Все приспособлено для жизни, взаимополезно и дружелюбно. Наверное, те же условия и взаимовыгода создана и для Африканцев, и для людей в вечных снегах, и в вечных пустынях. Не так щедро и богато, как у нас в Сибири, в тайге, но несомненно создано и присутствует. Живи и радуйся. Нет, не живется спокойно двуногим полуразумным, ужаленным корыстью и завистью!

Что-то каша меня на грустные мысли навела. Ничего, сейчас чайку земляничного с березовой чагой тяпну да и пойду в зимовье на машинке строчить, героя своего по Земному шарику проводить. Конечно, в СССР вряд ли опубликуют, но этому СССР всего ничего осталось, меньше 20 лет.

Еще меня удручает, что Шамана не расспросил. Ни из какого он времени, ни сколько в этом живет? И вообще – кто он был, прежде чем пуститься в странствие сознания?

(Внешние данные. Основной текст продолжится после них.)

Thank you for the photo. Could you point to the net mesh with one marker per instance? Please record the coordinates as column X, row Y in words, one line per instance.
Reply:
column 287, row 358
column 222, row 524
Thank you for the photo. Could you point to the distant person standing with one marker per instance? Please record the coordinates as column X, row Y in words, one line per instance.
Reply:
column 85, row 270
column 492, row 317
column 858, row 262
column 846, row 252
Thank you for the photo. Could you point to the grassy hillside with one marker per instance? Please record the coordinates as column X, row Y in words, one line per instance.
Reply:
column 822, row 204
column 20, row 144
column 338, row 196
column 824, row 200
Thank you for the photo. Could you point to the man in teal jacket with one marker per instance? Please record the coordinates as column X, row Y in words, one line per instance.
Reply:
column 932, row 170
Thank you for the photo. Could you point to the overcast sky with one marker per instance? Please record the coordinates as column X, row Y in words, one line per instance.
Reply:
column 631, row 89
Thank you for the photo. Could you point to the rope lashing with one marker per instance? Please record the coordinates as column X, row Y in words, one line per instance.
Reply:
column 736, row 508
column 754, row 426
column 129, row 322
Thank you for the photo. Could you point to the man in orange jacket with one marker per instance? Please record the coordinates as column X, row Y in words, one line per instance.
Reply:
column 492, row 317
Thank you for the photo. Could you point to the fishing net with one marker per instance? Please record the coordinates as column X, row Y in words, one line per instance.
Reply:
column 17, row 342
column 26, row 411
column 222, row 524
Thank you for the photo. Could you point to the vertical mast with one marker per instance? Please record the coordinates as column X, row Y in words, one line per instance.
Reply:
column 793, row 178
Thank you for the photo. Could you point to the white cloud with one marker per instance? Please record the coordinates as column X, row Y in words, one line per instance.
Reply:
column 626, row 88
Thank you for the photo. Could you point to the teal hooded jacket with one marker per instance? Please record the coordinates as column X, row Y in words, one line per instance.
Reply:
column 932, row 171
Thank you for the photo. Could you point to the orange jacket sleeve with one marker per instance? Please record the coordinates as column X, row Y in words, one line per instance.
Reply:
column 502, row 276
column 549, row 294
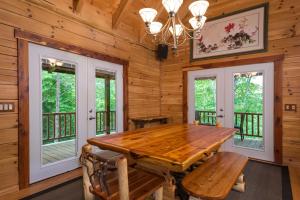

Вчера у меня забавный случай был, полностью проявивший мощь Древнего языка. У ручья на меня вышли парочка беглых зека, что в Сибири достаточно привычное дело. Тут в деревнях до сих пор по зимнему времени на завалинку покушать возможному беглецу узелок кладут на ночь. Места издавна каторжанские. Но эта парочка из беспредельщиков, сразу денег потребовала, ружье и еды. А я на них гаркнул беззвучно, пра-речью возмутился и гнев свой обозначил. Один помер, сердце слабое оказалось. Второй просто обмер. Когда очнулся, я заставил его товарища похоронить и припас на дорогу дал, не сужу я осужденных, не мое дело.

В прошлой жизни это происшествие заняло бы две главы – минимум. А нынче, со знанием Древних, как бы чихнул, одна жизнь улетела, вторая побрела в никуда.

Помнится в детстве сидели мы с пацанами в дворовой беседке на детской площадке. И вдруг увидели, как к нам направлялось совершенно невообразимое существо, больше похожее на медведя, чем на человека. Почти двухметрового роста, в рванном комбинезоне, босиком. Из-под спутанных волос, падавших до плеч и до груди, поблескивали маленькие, какие-то желтовато-красные глазки.

– Не бойтесь, пацаны, – сказало существо тоненьким голоском.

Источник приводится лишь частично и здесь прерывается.